Re: Draft for Resumable Uploads from Julian Reschke on 2022-04-05 (ietf-http-wg@w3.org from April to June 2022)

From: Julian Reschke <julian.reschke@gmx.de>
Date: Tue, 5 Apr 2022 10:11:41 +0200
To: Guoye Zhang <guoye_zhang@apple.com>, Eric J Bowman <mellowmutt@zoho.com>
Cc: ietf-http-wg <ietf-http-wg@w3.org>
Message-ID: <29b48c02-95b0-8e30-1d36-f898eb672ad2@gmx.de>
Am 05.04.2022 um 09:53 schrieb Guoye Zhang:
>
>
>> On Apr 4, 2022, at 11:05 PM, Eric J Bowman <mellowmutt@zoho.com> wrote:
>>
>> >
>> > First, how does it uniquely identify a resumable upload?
>> >
>>
>> A 206 response to a non-range request uniquely, unambiguously, and
>> elegantly identifies an incomplete resource. Identifying a resource as
>> both incomplete *and* completeable, introduces tight coupling at the
>> protocol layer.
>>
>> The Content-Length header should suffice to inform a client where to
>> resume the upload. Whether it's allowed to or not, seems an
>> application-layer concern (beyond authentication), hidden behind the
>> uniform interface.
>>
>> >
>> > Does the server need to send a unique URL to the client?
>> >
>>
>> Thought we were talking Web Arch, where all URIs are unique, and the
>> basis of messaging is a client requesting a representation of the
>> identified server resource. Clients may receive URLs from servers, but
>> I can always type 'em into my user-agent, which is of particular note
>> when we're including PUT in the convo. ;)
>>
>> >
>> > What about the additional roundtrip time?
>> >
>>
>> Wasn't the upload interrupted? Even if it was for a nanosecond, the
>> network connection needs to be re-established... the client needs to
>> re-authenticate with the server... seems we're way beyond one HTTP r/t
>> of latency making any real-world difference.
>>
>> >
>> > tus-v2 draft solves it by defining `Upload-Token` which is a
>> > cryptographically-random token generated on the client side.
>> >
>>
>> To save one HTTP round trip when restarting an interrupted download?
>> That's where ya lost me.
>
> To give you an example, let’s suppose we have an html form like this:
>
> <form action="/upload"enctype="multipart/form-data"method="post">
>    <input type="file" name="file">
>    <input type="submit" value="Submit">
> </form>
>
> When a user click “Submit”, the browser sends a `POST /upload` request
> with the file content as the request body.
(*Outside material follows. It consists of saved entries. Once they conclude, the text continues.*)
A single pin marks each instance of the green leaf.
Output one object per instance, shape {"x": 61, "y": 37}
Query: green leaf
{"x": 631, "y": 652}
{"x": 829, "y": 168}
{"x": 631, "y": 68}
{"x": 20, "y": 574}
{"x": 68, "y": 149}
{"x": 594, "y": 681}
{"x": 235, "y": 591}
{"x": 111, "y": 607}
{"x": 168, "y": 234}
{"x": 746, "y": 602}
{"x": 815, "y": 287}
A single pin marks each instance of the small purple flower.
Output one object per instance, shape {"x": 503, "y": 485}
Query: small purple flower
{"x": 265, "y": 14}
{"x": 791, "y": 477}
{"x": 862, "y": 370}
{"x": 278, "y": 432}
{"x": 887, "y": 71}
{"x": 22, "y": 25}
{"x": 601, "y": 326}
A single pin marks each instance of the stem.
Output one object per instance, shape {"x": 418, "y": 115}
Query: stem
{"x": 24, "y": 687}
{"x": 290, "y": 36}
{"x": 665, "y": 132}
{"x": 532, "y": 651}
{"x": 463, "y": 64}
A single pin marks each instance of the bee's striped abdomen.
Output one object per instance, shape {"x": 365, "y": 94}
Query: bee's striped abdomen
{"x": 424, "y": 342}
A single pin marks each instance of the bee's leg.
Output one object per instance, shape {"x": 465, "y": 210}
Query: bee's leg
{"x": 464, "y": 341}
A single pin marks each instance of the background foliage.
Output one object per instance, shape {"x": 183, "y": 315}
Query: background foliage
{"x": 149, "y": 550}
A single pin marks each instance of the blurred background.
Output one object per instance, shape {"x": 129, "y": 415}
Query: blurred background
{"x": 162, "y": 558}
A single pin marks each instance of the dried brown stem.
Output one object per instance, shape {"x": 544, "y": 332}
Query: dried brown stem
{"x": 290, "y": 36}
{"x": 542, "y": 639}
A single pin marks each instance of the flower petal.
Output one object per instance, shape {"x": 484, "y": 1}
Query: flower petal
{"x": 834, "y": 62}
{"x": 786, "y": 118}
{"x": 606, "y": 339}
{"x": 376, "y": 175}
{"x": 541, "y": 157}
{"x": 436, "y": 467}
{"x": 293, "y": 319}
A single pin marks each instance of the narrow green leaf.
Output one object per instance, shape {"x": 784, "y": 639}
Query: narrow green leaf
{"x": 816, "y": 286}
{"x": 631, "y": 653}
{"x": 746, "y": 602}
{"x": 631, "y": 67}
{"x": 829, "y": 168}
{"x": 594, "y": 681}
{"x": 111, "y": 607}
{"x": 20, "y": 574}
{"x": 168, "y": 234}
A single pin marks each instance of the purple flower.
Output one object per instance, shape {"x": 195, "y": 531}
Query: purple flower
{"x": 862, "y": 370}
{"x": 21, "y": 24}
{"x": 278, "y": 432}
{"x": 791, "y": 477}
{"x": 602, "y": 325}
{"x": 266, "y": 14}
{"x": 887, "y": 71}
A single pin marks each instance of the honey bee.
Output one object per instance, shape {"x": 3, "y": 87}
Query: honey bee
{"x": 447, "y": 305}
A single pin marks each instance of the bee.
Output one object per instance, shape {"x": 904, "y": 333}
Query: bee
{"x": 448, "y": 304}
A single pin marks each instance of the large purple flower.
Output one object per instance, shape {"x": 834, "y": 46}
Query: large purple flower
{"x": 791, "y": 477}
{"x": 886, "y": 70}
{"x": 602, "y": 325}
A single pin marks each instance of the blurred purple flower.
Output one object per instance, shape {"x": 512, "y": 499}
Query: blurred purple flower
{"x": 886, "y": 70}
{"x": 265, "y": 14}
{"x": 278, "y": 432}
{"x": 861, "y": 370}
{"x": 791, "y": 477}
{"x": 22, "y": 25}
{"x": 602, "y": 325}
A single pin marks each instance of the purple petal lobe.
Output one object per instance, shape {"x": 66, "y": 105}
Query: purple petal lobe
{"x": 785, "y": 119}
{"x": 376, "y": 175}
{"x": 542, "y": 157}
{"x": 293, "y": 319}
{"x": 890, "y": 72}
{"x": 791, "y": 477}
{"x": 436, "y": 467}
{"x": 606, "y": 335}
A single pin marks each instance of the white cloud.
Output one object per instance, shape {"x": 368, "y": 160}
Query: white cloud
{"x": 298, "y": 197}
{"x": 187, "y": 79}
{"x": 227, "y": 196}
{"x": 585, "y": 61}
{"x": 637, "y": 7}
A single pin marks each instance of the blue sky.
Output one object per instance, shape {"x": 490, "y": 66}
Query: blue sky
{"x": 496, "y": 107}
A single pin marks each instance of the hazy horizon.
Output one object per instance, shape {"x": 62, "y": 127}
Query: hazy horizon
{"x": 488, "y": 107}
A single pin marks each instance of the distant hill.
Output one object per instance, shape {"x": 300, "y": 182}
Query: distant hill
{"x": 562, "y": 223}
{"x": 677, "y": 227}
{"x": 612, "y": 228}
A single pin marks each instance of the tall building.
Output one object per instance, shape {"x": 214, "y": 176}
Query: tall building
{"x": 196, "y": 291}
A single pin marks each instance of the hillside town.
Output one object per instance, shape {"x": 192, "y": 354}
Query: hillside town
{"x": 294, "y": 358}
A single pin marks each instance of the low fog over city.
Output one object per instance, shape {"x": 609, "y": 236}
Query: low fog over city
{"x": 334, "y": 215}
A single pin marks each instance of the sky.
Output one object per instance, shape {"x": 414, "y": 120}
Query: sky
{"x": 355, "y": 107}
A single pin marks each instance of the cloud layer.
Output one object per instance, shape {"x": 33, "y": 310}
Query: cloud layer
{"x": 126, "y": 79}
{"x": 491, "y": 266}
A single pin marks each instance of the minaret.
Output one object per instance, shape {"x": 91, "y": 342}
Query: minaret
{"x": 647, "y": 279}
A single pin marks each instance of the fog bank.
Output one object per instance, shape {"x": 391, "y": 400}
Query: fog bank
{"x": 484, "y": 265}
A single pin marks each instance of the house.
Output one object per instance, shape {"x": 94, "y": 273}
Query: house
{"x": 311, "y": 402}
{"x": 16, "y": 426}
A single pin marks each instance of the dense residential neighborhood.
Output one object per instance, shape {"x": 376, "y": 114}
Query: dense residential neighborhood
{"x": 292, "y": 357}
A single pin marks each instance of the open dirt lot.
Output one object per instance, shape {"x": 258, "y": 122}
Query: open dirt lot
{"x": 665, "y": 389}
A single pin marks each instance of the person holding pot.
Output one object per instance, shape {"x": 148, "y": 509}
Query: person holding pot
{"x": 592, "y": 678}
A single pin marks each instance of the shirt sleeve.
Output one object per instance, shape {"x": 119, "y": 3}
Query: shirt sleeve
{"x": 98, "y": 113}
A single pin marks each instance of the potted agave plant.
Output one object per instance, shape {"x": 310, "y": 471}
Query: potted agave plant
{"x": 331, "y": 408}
However, if the upload
> interrupts and the client tries `HEAD /upload`, how does the server know
> which upload the client is referring to?
>
> The server can of course use surrounding information (such as Cookie) to
> look up the incomplete upload. However, that prevents the same client to
> submit multiple forms concurrently. Alternatively, the server can also
> generate dynamic HTML pages to encode a unique identifier in the form
> action URL, but that prevents caching and doesn’t solve other non-HTML
> use cases.
>
> `Upload-Token` is designed to resolve this issue by labeling every
> upload with a unique ID.
>>
>> >
>> > We’ve also looked at the `Range` header but decided
>> > against it due to it providing too much flexibility.
>> >
>>
>> That's an interesting way of putting it, thanks! I never even
>> considered using it to solve what I call the "partial-PUT problem"
>> we're dealing with, shoulda left it out of my last email, really only
>> Content-Length matters here.
>>
>> >
>> > Features like multipart ranges are extremely difficult to
>> > support on the server.
>> >
>>
>> You're preaching to the choir. Granted I've been ranching for the past
>> decade, but before that I was a web developer since 1994 and have
>> coded many a webserver. The fundamentals to which I adhere, have not
>> changed over time. Makes me salty, but if you know where to find any
>> of my old work on archive.org the takeaway should be that it all still
>> functions on the latest browsers. Except the browser-native XSLT stuff.
>>
>> >
>> > That being said, we can revisit this decision if the work group
>> provides a different perspective.
>> >
>>
>> All about consensus and working code. I'd love to link you to a
>> rest-discuss thread about my PUT/PATCH demo, I had a
>> deliberately-broken example image that responded 206 online for years,
>> back in the aughties; archive.org serves it 200 tho. If you ever
>> *really* tried it you were using curl. It helped me grok/explain
>> resource v representation. The broken representation of one resource
>> (a Mona Lisa icon), was itself a first-class, read-only resource.
>>
>> Most browsers rendered the incomplete image, some displayed their
>> broken-image icon, none choked on the 206. The same representation was
>> available from a PUT/PATCH-enabled, access-restricted URI (allowing it
>> to be fixed, one way or another, without affecting the other URI
>> dedicated to the broken variant), and the discussion was about how
>> PATCH increases in value the larger the file. ARF vs. ARCF, C = Continue.
>>
>> At some point you've transferred more of the file than you're willing
>> to Retry and overwrite, vs. Continue appending. I guess if you want
>> you can introduce 1xx responses into the mix there, but I'm not seeing
>> it as necessary.
>
> Thanks, I will look it up.
>>
>> >
>> > Overall, we believe that a tightly-scoped standard would benefit
>> > implementors and encourage wide adoption.
>> >
>>
>> All due respect, I'm seeing a tightly-coupled solution to the ages-old
>> partial-PUT problem, which does not falsify using a 206 response to a
>> non-range request to unambiguously communicate the state of the
>> resource as "incomplete" where Content-Length gives the exact byte
>> where the transfer was interrupted. IMHO, a loosely-coupled approach
>> is better for encouraging wide adoption, under the standard as written.
>>
>> -Eric
>>
> The recent trend has shifted to define standards with no ambiguity and
> with strict requirements for implementations, as people recognize that
> unplanned extensibility makes interop much more difficult. HTTP/3
> standard is a good example of that philosophy, whereas if you give the
> PATCH RFC5789 to 100 people to implement, they will end up with 100
> incompatible protocols.
> ...

Could you elaborate a bit?

> ...

Best regards, Julian
Received on Tuesday, 5 April 2022 08:12:08 UTC